Saturday, August 27, 2011

Joy and the Mundane

Cultivating joy. An easy thing to say. An easy thing to do when life is exciting or engaging or fun. A grueling challenge when life is seemingly mundane. A challenge that I will own and love. A challenge that will pierce to the heart of how I choose to view life.

I'm one week into nursing school. My temptation is to say, "Only 59 more weeks to go!" My temptation is to look past all that the next two years have to offer and fix my eyes upon the completion of the goal. My temptation is to only take joy in the opportunity that God has provided for me once I have my degree. My temptation is to ignore that which He has planned and set before me for each moment of this afternoon and the upcoming week.

It is so tempting to look to the next "exciting" part of life: receiving a college degree, marriage, children, career, travelling, settling, retirement, etc. Our culture operates and thrives on this notion. I have done it before; unfortunately more than I can properly record. I would cite it as a strategy to survive the struggle in which one is currently.

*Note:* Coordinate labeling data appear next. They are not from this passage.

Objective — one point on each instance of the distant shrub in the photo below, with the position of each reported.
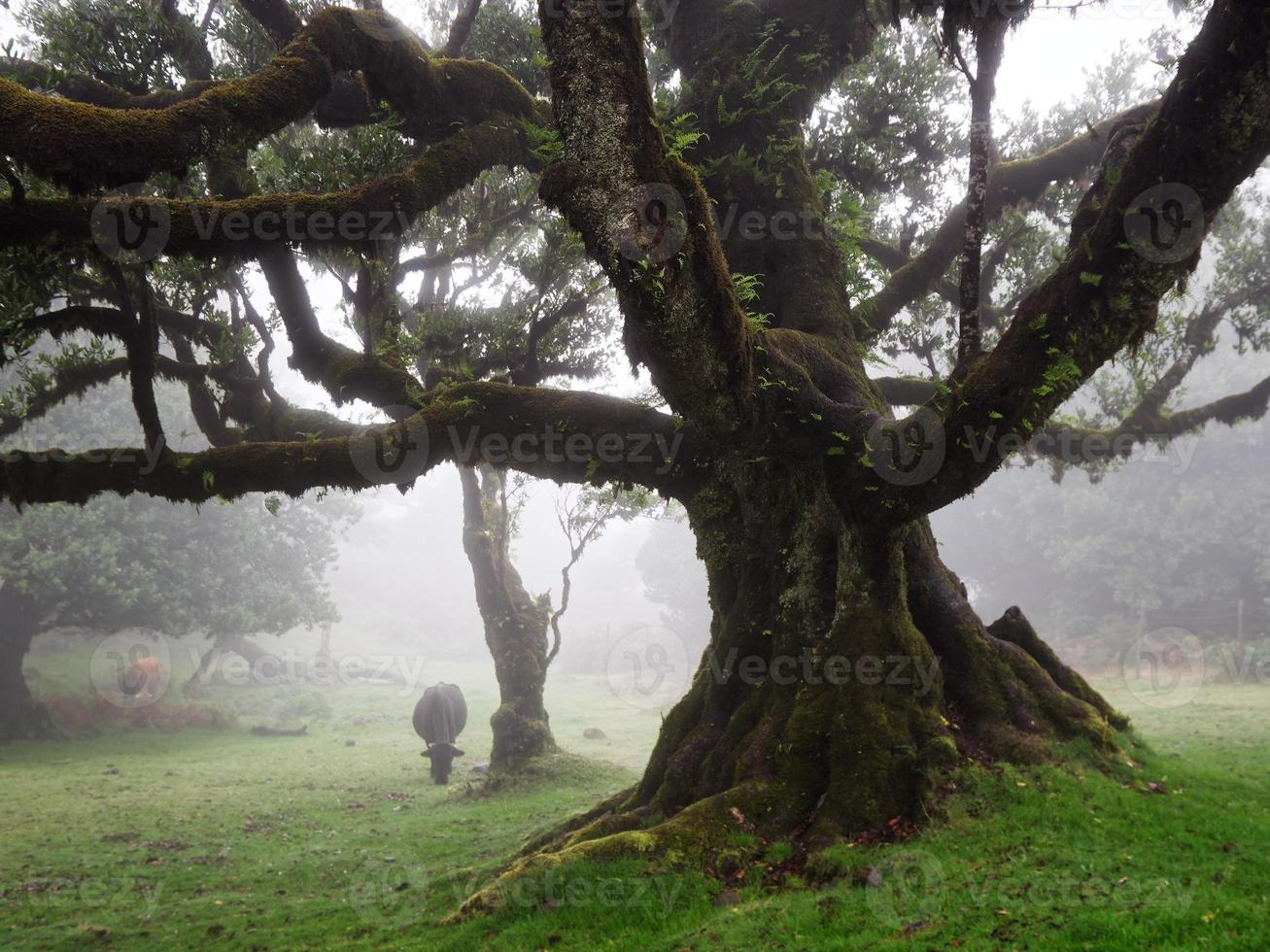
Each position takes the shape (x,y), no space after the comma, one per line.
(80,716)
(305,704)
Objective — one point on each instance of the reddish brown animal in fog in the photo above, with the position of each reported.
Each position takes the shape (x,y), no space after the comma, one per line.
(144,678)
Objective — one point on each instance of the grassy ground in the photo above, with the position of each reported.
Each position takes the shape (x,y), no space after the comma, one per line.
(211,838)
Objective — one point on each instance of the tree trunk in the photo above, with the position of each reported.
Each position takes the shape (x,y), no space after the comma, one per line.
(846,666)
(20,717)
(516,626)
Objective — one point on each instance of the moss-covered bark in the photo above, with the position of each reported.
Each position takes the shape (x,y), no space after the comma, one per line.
(846,669)
(516,626)
(20,717)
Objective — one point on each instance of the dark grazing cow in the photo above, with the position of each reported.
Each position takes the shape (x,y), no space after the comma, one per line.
(439,717)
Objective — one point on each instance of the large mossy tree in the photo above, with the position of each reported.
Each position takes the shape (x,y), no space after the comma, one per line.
(755,319)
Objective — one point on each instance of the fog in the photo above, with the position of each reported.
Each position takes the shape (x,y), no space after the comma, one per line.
(281,670)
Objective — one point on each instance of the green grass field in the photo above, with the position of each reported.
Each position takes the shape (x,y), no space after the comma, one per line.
(212,838)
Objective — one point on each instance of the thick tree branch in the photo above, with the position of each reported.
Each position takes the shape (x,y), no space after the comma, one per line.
(1013,182)
(549,433)
(1209,135)
(620,190)
(247,227)
(86,145)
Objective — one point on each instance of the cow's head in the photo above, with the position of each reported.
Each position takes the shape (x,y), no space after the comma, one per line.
(442,757)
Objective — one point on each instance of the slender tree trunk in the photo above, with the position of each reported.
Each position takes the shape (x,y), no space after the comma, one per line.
(20,717)
(516,626)
(844,669)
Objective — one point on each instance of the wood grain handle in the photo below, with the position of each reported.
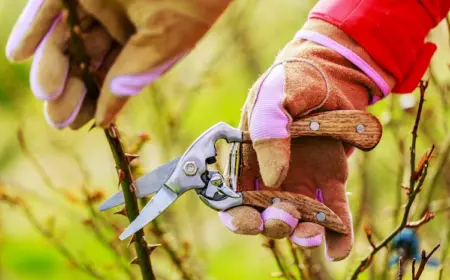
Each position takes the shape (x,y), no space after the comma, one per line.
(310,210)
(355,127)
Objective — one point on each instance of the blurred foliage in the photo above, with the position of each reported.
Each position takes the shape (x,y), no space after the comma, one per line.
(210,85)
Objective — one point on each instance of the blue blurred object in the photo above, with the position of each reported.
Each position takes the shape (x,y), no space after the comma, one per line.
(406,245)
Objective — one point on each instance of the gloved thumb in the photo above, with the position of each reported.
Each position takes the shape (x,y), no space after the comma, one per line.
(269,127)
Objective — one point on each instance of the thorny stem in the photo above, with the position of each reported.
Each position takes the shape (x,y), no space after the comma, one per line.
(48,234)
(415,186)
(272,245)
(401,268)
(131,203)
(444,253)
(423,262)
(49,183)
(113,137)
(176,259)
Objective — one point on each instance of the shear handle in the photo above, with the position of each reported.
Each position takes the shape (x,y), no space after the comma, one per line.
(358,128)
(310,210)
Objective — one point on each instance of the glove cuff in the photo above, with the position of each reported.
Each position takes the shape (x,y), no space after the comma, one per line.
(328,35)
(392,32)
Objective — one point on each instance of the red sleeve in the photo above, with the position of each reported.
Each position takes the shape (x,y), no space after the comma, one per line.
(393,32)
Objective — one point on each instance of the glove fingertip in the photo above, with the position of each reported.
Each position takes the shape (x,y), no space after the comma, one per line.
(273,158)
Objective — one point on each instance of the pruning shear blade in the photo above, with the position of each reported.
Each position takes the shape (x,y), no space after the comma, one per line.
(145,185)
(160,202)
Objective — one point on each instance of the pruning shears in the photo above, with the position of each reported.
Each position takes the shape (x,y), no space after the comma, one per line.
(190,171)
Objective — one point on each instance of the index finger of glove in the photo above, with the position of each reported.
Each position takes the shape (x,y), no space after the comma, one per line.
(31,27)
(338,246)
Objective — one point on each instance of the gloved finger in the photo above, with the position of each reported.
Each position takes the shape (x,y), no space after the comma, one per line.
(64,110)
(31,27)
(269,126)
(124,80)
(307,235)
(50,65)
(161,41)
(113,17)
(242,220)
(280,220)
(338,246)
(50,70)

Thankfully, that is not how God has called me to live my life. God has called me to find my joy in Him for every moment of every day. He is my supreme delight. He is my ultimate satisfaction. He has asked me and enabled me to seek delight in Him in all struggle and all celebration.

The word "mundane" is often synonymous with lifelessness, thoughtlessness, lacking of excitement. Why do I allow my life to become mundane? Allow me to rephrase that question: Why do I ever choose to view my life as mundane? It isn't. The trees outside are growing and the leaves are green and the bark brown. It doesn't have to be that way. Tress could grow down. Trees don't necessarily have to grow at all but God has provided them. Be amazed by the beauty of a simple leaf once again. Stand in awe of the Creator once again because His hand has allowed such beauty.

This life will be over before I realize it. It is a vapor. As my birthdays pass each year, this becomes more and more evident. If I continue to find my joy in the anticipation of the future circumstances that this life will provide, I will always be dissatisfied. Even more than the dissatisfaction that would plague my life, I would be missing the purpose. My God has saved me that I may know Him. Knowing Him brings deep joy. Knowing Him brings deep satisfaction in any circumstance.

I choose to rejoice in 150 pages of reading for Theory and Fundamentals because it is where God has me. Where God has me is good because it is where I am most able to glorify Him. I don't use the word "good" as most people would. I use it in reference to that which causes me to turn to my God once again and that which reflects my God. This is good. Moment by moment, I will rejoice in where God has me because it is good.

I will cultivate joy. I will work for it and fight for it. God has set me here specifically and purposely. I will be content because my life is not mundane. It is new and fresh because the gospel is what I stand upon every morning. Viewing life as mundane is not an option because it's not.

2 comments:

Ashlyn said...

Lauren, thank you so much! I feel kind of like a creeper reading your blog :), but I have been SO encouraged by you sharing your struggles and everyday life. Thank you! I see the Lord working in your life in such a clear, beautiful way and I'm so excited for you and the journey He has you. Love you!

Hannah said...

Lauren girl! My mind was kind of blown reading your post...because God has been teaching me the exact same thing. It's almost scary how similar your thoughts/experiences are to mine. I'm praying for you!